Abstract

Disney characters and products feature in most people's lives at some point, especially during the childhood years but a recent visit to Disneyland Paris was striking also because the real Disney devotees there were not children but adults. For the adults standing impatiently in the first rows to meet and greet the Disney characters (and not really allowing the little ones to get a good view of them), the Disney princesses were indeed the manufacturers of fantasy to use Janet Wasko's expression. The second edition of Understanding Disney: The Manufacture of Fantasy adopts the same integrated approach of studying the production, distribution and consumption of Disney texts as the first edition.
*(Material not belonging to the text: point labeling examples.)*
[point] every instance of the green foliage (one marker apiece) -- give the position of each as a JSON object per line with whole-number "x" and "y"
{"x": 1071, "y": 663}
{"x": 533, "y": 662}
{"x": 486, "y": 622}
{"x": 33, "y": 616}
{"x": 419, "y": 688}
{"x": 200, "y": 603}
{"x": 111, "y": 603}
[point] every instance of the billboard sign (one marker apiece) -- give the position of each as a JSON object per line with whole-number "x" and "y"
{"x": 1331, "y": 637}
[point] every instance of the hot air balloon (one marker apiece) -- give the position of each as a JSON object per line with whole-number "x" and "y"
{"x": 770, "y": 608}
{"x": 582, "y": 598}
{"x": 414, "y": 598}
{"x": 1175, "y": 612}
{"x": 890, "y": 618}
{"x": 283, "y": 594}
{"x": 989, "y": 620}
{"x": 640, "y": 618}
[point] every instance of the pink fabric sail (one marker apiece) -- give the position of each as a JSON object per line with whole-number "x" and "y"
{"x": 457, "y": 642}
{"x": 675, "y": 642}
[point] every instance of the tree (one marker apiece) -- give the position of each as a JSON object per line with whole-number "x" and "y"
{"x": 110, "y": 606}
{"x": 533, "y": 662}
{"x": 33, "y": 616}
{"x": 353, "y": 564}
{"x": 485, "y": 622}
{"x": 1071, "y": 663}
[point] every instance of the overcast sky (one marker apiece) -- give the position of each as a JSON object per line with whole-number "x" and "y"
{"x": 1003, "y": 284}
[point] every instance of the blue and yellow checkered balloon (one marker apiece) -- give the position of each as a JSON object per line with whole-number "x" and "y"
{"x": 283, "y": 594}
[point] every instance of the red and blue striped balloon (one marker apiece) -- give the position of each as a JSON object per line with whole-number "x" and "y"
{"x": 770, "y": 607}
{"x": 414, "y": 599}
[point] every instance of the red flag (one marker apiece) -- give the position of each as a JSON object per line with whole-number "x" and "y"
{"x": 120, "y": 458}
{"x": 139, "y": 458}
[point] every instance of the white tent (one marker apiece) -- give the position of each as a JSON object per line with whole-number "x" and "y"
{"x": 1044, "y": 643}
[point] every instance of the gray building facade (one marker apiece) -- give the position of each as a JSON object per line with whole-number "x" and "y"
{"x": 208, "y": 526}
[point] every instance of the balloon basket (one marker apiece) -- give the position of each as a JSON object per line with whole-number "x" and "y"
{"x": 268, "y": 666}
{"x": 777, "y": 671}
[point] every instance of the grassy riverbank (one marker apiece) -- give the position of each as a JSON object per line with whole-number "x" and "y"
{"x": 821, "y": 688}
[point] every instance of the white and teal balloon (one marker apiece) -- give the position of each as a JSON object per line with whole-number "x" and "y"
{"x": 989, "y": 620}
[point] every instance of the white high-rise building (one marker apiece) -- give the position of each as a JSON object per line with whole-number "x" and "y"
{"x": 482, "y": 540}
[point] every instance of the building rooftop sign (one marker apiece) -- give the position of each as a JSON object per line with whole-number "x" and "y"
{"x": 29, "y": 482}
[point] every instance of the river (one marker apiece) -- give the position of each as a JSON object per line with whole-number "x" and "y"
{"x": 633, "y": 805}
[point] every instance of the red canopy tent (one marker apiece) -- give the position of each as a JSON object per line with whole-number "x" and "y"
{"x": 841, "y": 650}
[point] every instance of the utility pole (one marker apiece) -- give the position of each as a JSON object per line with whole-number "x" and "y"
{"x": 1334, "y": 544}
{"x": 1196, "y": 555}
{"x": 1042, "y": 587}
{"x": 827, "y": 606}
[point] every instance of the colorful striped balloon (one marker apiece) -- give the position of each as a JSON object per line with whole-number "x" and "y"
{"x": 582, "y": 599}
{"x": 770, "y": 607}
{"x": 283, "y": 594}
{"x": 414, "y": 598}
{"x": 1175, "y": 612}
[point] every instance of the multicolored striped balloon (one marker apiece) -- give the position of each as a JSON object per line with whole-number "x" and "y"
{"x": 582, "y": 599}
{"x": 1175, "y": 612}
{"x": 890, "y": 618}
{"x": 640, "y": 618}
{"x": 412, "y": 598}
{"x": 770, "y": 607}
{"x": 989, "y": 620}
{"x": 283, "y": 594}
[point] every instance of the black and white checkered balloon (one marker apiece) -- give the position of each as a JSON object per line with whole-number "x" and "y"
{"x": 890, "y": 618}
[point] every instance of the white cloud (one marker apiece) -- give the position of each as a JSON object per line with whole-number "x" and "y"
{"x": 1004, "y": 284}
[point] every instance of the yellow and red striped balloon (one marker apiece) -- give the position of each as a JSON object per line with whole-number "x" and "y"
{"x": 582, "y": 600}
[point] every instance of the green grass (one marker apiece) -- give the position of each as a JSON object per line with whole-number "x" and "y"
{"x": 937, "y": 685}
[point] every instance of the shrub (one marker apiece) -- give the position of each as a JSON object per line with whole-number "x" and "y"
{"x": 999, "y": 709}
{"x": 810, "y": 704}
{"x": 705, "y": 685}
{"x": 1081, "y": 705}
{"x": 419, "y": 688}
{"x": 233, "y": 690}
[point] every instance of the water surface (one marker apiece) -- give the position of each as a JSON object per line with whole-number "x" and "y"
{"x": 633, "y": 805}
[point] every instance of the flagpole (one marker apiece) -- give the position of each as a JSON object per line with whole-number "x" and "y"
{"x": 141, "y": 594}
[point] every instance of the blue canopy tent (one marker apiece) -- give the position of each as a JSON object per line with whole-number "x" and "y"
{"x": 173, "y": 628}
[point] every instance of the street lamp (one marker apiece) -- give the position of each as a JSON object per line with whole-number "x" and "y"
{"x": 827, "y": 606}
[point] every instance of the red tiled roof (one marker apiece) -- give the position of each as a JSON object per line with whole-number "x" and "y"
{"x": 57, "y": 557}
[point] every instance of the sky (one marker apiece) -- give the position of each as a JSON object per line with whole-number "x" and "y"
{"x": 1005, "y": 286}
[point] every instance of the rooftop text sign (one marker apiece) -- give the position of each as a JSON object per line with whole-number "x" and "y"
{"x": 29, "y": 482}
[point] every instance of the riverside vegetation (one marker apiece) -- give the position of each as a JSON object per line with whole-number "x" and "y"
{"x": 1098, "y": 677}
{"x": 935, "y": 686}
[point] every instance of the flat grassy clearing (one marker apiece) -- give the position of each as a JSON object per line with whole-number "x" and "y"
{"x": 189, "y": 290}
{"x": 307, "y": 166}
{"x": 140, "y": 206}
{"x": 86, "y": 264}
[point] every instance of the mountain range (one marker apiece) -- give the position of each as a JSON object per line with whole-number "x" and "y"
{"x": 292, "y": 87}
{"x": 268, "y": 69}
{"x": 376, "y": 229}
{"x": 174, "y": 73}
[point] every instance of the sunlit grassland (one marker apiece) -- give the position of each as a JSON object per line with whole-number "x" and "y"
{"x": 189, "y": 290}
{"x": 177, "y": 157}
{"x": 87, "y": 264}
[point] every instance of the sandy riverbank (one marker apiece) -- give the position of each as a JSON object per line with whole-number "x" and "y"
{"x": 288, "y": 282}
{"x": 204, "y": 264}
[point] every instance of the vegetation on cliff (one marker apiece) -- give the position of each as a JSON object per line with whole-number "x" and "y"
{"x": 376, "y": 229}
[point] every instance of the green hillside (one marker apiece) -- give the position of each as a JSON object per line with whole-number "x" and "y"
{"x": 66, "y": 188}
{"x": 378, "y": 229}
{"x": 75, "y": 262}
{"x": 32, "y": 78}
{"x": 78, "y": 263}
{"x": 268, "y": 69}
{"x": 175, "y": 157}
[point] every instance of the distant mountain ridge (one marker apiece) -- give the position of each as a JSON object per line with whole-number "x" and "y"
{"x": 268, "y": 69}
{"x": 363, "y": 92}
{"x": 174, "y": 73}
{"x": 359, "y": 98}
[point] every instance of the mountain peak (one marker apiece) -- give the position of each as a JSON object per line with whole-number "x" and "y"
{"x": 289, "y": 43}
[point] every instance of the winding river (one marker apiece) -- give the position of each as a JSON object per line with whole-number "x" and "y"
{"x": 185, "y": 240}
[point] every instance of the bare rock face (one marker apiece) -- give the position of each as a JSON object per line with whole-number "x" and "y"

Wasko reminds us that Disney is also a very successful business or more precisely businesses. She looks at the ‘Disney Multiverse from a systems perspective and contribute to further understanding its significance’ (p. 6). Although Wasko herself does not really explain in the Introduction what is new in the second edition, the blurb mentions new examples provided throughout. The chapters have the same titles as in the first edition. There are seven substantial chapters on the history of Disney, Disney as an empire and a focus on the corporate aspects, ‘analysing the world according to Disney’, ‘dissecting Disney's worlds’, and Disney and the world. This short book note does not do justice to this thorough and comprehensive account of the role of Disney from a political economy perspective.